Researchers have demonstrated that BAFF-mediated SYK activation triggered BCR signaling and rendered protection of CLL cells from spontaneous apoptosis in vitro. Further, the single agent small molecule SYK inhibitor entospletinib was effective in the treatment of patients with R/R CLL.

The recommended phase 2 dose was established in the phase 1 portion of the study, with the dose level being entospletinib 400 mg twice daily in combination with obinutuzumab. Overall, 21 patients with CLL were enrolled. In the phase 1 portion, out of 6 patients who received entospletinib 200 mg, 1 patient experienced a dose-limiting toxicity (DLT). However, no DLTs were observed among 6 patients who received 400 mg.

The primary endpoint of the trial was complete response (CR).

The median age of all patients was 66 years old. Out of 21 total patients, 13 patients (62%) had TP53 aberration (n=9), complex karyotype (n=6), or NOTCH1 or SF3B1 mutation. The median number of prior therapies was 2, with 7 receiving prior ibrutinib (4 discontinued due to intolerance, and 2 due to progression). The median follow-up time was 31 months.

“Among the 21 efficacy-evaluable patients with CLL, the ORR was 67% (95% CI, 43% to 85%). Three patients (95% CI, 3% to 36%) achieved a CR, and 11 patients (53%) had a partial response (PR). Patients with confirmed CR had undetectable minimal residual disease (MRD) in bone marrow,” continued Dr Danilov and co-authors.

The median event-free survival (EFS) time was 27.5 months (95% CI, 16 months-NR), treatment duration was 31 months (95% CI, 27-40 months), and 13 patients with high-risk CLL had an ORR of 54 percent (5 PRs and 2 CRs). Among the 8 patients who received prior kinase inhibitors, the ORR was 62.5 percent (all PRs).

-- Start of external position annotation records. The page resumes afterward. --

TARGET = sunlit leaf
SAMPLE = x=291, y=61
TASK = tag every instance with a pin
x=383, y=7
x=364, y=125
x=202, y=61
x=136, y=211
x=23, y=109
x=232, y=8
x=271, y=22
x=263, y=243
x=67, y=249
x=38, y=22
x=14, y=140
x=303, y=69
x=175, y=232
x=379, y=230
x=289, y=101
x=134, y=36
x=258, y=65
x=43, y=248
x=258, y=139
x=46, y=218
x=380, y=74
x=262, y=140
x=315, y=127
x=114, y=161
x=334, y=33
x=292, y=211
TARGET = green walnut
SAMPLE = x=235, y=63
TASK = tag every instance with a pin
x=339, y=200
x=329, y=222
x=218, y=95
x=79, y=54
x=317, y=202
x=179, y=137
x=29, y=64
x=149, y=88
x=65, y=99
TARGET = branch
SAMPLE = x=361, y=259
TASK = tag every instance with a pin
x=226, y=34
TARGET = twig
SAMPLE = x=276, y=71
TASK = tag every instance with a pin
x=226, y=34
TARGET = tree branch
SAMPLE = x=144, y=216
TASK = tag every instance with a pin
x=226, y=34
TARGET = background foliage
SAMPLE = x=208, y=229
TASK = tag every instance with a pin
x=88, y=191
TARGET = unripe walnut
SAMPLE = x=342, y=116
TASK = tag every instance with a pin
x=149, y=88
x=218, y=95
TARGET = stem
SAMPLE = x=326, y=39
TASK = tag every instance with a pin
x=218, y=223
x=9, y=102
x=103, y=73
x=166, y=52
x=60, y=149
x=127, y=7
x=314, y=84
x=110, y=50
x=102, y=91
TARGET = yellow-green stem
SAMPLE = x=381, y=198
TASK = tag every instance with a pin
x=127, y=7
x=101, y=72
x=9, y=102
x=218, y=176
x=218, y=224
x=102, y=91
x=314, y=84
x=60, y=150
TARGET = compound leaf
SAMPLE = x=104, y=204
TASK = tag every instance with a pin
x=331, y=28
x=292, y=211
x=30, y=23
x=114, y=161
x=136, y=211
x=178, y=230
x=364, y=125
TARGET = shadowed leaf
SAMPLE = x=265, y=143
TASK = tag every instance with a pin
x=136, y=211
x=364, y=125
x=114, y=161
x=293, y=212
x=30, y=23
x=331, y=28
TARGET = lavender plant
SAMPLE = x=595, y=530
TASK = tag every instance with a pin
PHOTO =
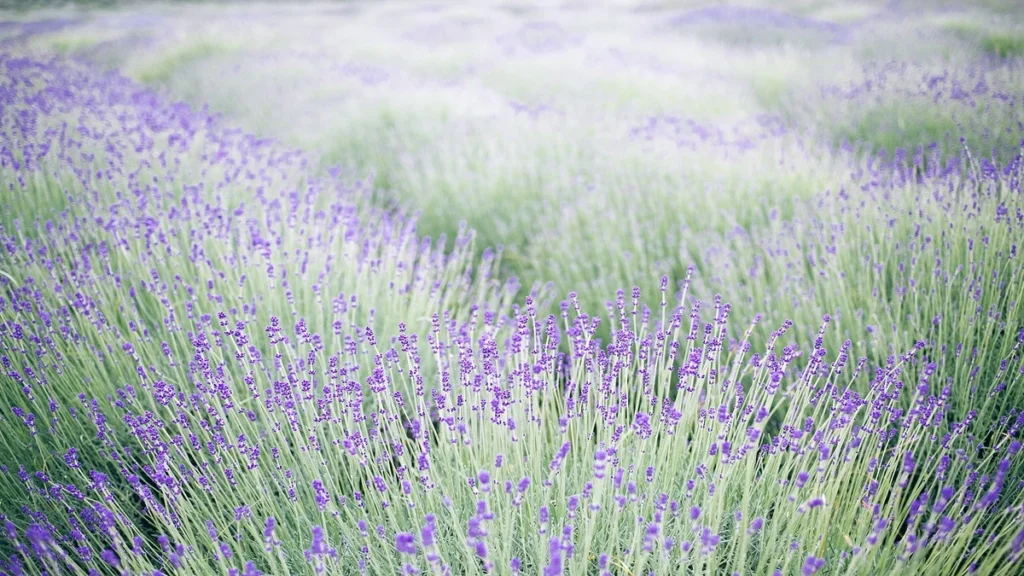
x=221, y=357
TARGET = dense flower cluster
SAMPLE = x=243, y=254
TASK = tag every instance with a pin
x=217, y=360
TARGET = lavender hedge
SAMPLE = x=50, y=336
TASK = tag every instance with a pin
x=218, y=360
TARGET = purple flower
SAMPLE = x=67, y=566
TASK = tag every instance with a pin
x=404, y=542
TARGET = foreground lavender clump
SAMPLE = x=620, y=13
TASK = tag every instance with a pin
x=194, y=385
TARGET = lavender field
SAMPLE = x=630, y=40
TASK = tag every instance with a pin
x=540, y=288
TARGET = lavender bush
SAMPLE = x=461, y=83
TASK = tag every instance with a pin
x=223, y=355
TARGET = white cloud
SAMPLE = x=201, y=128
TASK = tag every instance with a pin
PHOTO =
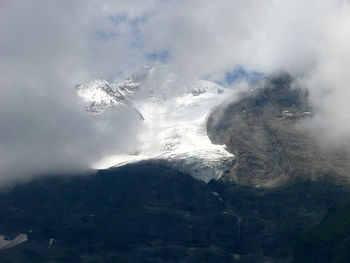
x=47, y=47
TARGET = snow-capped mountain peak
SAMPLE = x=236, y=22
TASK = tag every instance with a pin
x=173, y=119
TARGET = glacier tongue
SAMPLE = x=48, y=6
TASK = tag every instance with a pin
x=174, y=128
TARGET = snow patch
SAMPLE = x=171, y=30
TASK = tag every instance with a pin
x=6, y=243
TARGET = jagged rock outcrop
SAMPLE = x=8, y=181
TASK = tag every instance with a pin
x=262, y=129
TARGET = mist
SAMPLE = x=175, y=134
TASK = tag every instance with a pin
x=47, y=47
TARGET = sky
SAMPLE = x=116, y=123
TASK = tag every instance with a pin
x=47, y=47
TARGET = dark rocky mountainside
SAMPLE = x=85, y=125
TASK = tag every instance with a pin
x=262, y=130
x=149, y=213
x=285, y=200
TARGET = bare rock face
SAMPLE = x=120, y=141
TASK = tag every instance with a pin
x=262, y=130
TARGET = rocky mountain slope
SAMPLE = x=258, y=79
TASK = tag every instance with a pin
x=264, y=131
x=284, y=200
x=173, y=117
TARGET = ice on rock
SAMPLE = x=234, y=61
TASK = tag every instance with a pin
x=174, y=127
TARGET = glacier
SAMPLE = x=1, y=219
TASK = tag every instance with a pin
x=173, y=116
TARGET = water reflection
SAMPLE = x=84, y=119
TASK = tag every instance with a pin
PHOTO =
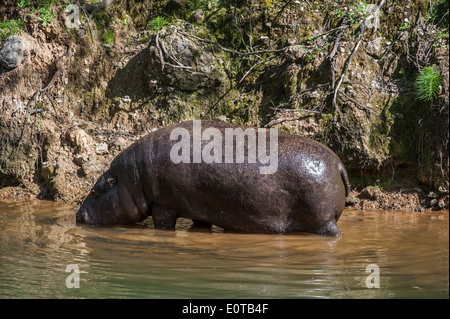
x=39, y=239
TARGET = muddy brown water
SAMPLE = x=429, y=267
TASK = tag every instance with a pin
x=407, y=253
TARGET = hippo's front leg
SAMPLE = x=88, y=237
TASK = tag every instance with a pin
x=163, y=216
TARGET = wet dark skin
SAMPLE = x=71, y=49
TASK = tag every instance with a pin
x=306, y=194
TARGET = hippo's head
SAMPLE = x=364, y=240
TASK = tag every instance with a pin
x=103, y=205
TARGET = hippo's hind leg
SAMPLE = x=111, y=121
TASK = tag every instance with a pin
x=163, y=216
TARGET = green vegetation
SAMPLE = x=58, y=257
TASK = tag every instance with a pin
x=427, y=84
x=109, y=37
x=157, y=23
x=9, y=28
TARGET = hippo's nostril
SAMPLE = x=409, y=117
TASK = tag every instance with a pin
x=82, y=216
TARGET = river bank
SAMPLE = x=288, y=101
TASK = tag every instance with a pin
x=340, y=73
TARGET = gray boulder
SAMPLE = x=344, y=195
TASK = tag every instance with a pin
x=177, y=61
x=11, y=53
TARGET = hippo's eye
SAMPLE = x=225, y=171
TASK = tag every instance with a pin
x=94, y=194
x=111, y=181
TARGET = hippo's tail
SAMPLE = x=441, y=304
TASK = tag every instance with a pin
x=344, y=177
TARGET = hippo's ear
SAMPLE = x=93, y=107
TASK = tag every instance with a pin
x=111, y=181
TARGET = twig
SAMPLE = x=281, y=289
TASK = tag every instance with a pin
x=237, y=84
x=230, y=50
x=358, y=104
x=349, y=60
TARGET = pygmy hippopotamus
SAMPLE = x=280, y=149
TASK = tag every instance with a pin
x=222, y=174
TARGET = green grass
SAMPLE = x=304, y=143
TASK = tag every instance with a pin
x=427, y=84
x=109, y=37
x=157, y=23
x=9, y=28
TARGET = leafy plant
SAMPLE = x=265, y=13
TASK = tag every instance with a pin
x=24, y=4
x=109, y=37
x=10, y=27
x=46, y=16
x=427, y=84
x=157, y=23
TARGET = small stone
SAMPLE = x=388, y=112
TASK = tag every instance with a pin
x=370, y=192
x=102, y=148
x=198, y=16
x=222, y=118
x=11, y=53
x=442, y=190
x=120, y=143
x=92, y=167
x=126, y=99
x=352, y=200
x=293, y=53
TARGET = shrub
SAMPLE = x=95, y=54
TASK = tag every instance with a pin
x=10, y=27
x=427, y=84
x=157, y=23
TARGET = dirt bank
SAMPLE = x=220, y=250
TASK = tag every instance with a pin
x=343, y=74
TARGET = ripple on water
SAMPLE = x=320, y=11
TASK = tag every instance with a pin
x=39, y=239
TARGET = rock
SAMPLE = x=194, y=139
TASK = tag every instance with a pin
x=352, y=200
x=11, y=53
x=120, y=143
x=222, y=118
x=442, y=204
x=80, y=159
x=198, y=16
x=79, y=138
x=102, y=148
x=92, y=167
x=126, y=99
x=442, y=190
x=184, y=64
x=370, y=192
x=373, y=47
x=294, y=53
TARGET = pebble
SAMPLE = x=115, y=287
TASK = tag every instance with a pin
x=102, y=148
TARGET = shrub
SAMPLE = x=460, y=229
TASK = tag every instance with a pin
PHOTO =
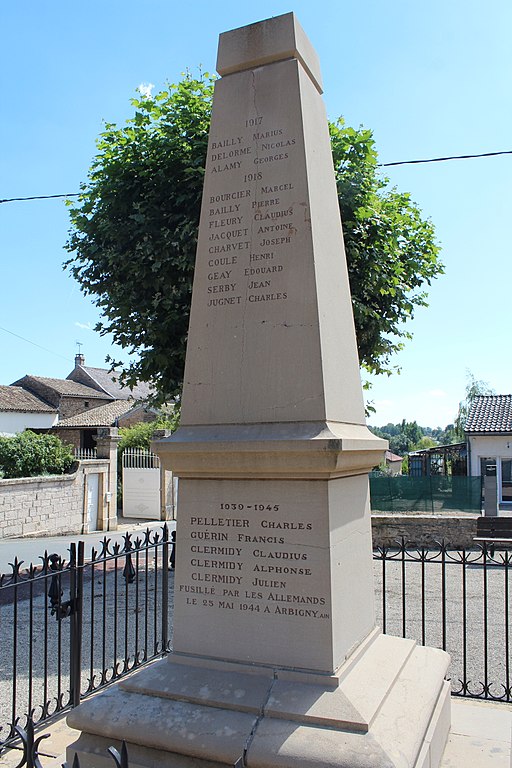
x=140, y=435
x=30, y=455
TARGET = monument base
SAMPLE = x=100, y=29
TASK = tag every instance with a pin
x=387, y=706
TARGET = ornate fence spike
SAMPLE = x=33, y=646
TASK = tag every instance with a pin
x=121, y=760
x=30, y=745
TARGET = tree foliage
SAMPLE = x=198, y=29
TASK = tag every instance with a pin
x=134, y=234
x=31, y=455
x=140, y=435
x=474, y=388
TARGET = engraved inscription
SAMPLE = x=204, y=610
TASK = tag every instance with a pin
x=247, y=557
x=254, y=220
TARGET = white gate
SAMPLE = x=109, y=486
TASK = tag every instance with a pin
x=93, y=492
x=141, y=484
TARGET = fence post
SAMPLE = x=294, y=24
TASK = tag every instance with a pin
x=165, y=588
x=76, y=578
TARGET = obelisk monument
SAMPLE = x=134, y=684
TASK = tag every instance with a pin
x=276, y=656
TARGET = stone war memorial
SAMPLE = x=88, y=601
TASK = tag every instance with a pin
x=276, y=655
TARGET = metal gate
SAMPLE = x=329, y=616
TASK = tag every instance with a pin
x=141, y=484
x=93, y=489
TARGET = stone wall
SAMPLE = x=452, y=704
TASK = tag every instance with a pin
x=51, y=505
x=424, y=530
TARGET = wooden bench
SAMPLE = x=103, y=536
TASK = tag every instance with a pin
x=494, y=530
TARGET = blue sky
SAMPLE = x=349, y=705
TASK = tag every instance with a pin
x=430, y=79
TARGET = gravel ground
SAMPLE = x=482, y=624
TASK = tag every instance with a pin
x=136, y=625
x=476, y=629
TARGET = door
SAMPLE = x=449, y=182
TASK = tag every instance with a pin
x=141, y=484
x=93, y=497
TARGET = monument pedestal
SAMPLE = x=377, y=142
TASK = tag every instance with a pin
x=387, y=706
x=276, y=659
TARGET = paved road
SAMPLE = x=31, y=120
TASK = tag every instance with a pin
x=30, y=550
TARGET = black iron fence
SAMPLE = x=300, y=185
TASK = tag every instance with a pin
x=457, y=600
x=71, y=627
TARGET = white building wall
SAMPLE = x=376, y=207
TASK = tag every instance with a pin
x=13, y=422
x=495, y=446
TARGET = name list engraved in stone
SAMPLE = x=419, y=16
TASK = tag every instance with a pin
x=256, y=562
x=257, y=221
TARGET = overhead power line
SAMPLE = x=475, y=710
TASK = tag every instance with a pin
x=34, y=344
x=37, y=197
x=442, y=159
x=380, y=165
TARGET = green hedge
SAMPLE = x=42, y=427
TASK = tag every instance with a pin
x=31, y=455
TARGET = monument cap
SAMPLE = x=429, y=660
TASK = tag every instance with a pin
x=275, y=39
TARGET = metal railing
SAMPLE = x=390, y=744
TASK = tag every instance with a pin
x=72, y=627
x=457, y=600
x=31, y=752
x=86, y=453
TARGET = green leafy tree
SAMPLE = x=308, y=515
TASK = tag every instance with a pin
x=31, y=455
x=424, y=443
x=474, y=388
x=134, y=235
x=140, y=435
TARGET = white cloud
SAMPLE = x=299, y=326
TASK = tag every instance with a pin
x=438, y=393
x=145, y=89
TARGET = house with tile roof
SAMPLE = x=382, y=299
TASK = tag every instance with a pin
x=488, y=432
x=107, y=382
x=21, y=410
x=89, y=398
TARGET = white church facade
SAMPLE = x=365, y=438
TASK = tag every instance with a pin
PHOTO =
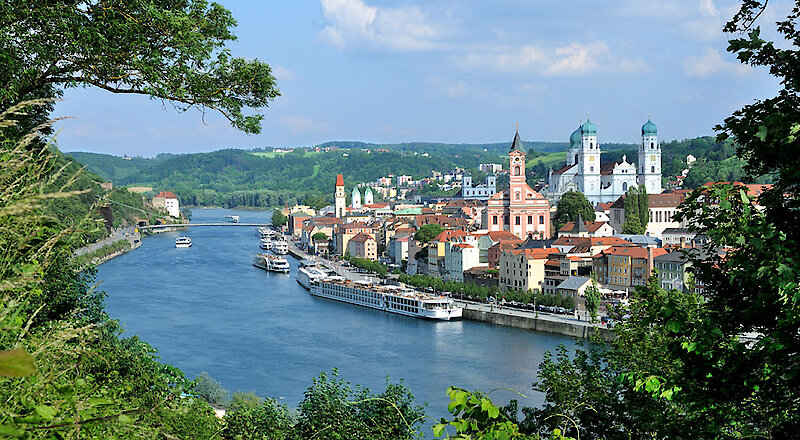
x=584, y=173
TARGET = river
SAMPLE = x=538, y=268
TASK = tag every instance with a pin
x=206, y=308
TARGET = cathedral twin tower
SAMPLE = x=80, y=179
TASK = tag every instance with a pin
x=600, y=183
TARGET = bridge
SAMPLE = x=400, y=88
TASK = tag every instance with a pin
x=181, y=225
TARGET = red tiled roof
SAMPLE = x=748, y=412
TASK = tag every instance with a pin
x=590, y=226
x=167, y=195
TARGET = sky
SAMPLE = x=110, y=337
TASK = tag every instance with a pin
x=454, y=71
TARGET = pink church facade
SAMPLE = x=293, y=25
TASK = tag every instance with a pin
x=519, y=210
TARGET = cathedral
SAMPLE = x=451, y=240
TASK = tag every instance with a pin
x=584, y=173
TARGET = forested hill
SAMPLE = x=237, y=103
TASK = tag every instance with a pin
x=271, y=178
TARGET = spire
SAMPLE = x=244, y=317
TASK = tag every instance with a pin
x=516, y=144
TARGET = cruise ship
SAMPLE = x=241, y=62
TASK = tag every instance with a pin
x=308, y=274
x=392, y=299
x=271, y=263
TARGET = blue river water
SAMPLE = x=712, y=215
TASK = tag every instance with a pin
x=206, y=308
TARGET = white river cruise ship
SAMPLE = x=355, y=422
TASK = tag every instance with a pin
x=393, y=299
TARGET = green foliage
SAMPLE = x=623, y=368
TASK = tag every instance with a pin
x=208, y=389
x=171, y=51
x=332, y=409
x=572, y=204
x=592, y=298
x=428, y=232
x=279, y=219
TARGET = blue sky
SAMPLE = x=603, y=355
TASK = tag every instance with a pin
x=453, y=71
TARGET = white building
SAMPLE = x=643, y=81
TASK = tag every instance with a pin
x=168, y=201
x=479, y=192
x=584, y=173
x=459, y=257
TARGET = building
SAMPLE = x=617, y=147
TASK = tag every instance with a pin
x=662, y=209
x=582, y=228
x=584, y=172
x=520, y=209
x=168, y=201
x=340, y=204
x=523, y=269
x=478, y=192
x=458, y=258
x=363, y=246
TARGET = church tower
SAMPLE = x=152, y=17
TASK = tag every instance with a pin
x=339, y=197
x=649, y=173
x=355, y=201
x=589, y=163
x=516, y=172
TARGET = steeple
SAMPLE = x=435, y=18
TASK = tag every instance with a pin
x=516, y=144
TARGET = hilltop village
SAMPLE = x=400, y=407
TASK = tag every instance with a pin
x=507, y=239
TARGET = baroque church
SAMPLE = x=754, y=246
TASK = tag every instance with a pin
x=584, y=173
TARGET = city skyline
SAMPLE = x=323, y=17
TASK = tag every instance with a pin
x=453, y=72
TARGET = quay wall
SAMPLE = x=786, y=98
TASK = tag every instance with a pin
x=577, y=330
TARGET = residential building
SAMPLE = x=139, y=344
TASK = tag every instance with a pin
x=167, y=201
x=363, y=246
x=523, y=269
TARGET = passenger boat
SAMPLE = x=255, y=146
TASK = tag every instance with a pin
x=308, y=274
x=183, y=242
x=280, y=247
x=272, y=263
x=389, y=298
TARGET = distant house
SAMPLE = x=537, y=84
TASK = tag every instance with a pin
x=167, y=201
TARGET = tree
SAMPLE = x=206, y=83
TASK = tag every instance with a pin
x=428, y=232
x=279, y=219
x=592, y=298
x=572, y=204
x=170, y=51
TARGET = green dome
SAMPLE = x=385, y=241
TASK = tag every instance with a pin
x=588, y=128
x=575, y=137
x=649, y=129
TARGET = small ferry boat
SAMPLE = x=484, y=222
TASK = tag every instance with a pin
x=272, y=263
x=308, y=274
x=389, y=298
x=183, y=242
x=280, y=247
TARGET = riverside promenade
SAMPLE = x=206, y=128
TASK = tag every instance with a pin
x=489, y=313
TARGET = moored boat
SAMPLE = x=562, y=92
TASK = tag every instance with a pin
x=272, y=263
x=389, y=298
x=183, y=242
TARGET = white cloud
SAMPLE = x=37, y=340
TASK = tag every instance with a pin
x=711, y=63
x=350, y=23
x=574, y=59
x=299, y=124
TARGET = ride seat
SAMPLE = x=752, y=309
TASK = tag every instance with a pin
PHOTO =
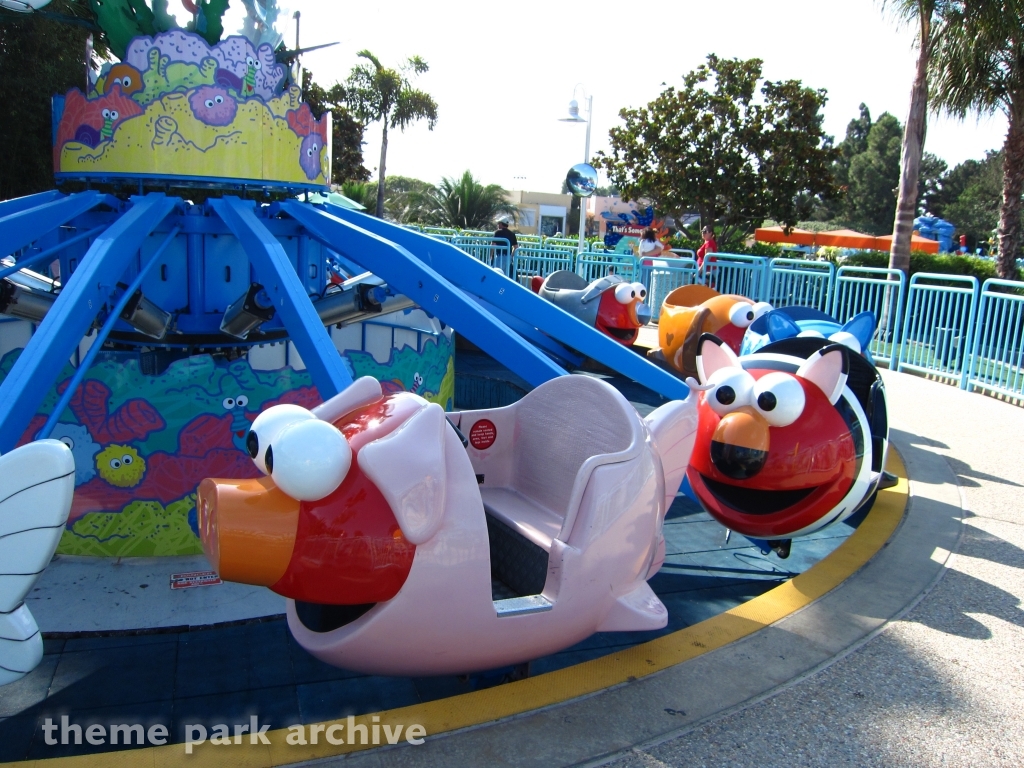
x=563, y=429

Treatment-related adverse events (AEs) were reported in 96% of patients. Grade ≥3 AEs occurred in 65%. Neutropenia (43.5%; included 4 patients [17%] who had transient grade 4 neutropenia attributed to obinutuzumab) was the most common grade ≥3 hematologic activity. The median onset of neutropenia was 7 days after the first obintuzumab infusion, with the median duration at 28 days.

“Thus, the combination of entospletinib and obintuzumab shows an acceptable safety profile. Efficacy of this combination (EFS 27.5 months in predominantly high-risk population) compares favorably with obinutuzumab in R/R CLL (13 months), warranting continued exploration of the regimen,” concluded Dr Danilov, et al.—Alexa Stoia

Danilov A, Lam V, Thurlow B, et al. Final Results of a Phase ½ Study of SYK Inhibitor Entospletinib in Combination with Obintuzumab in Patients with Relapsed/Refractory (R/R) Chronic Lymphocytic Leukemia (CLL). Presented at: the 2021 ASH Annual Meeting; Dec. 11-14; 2021; Abstract 2643.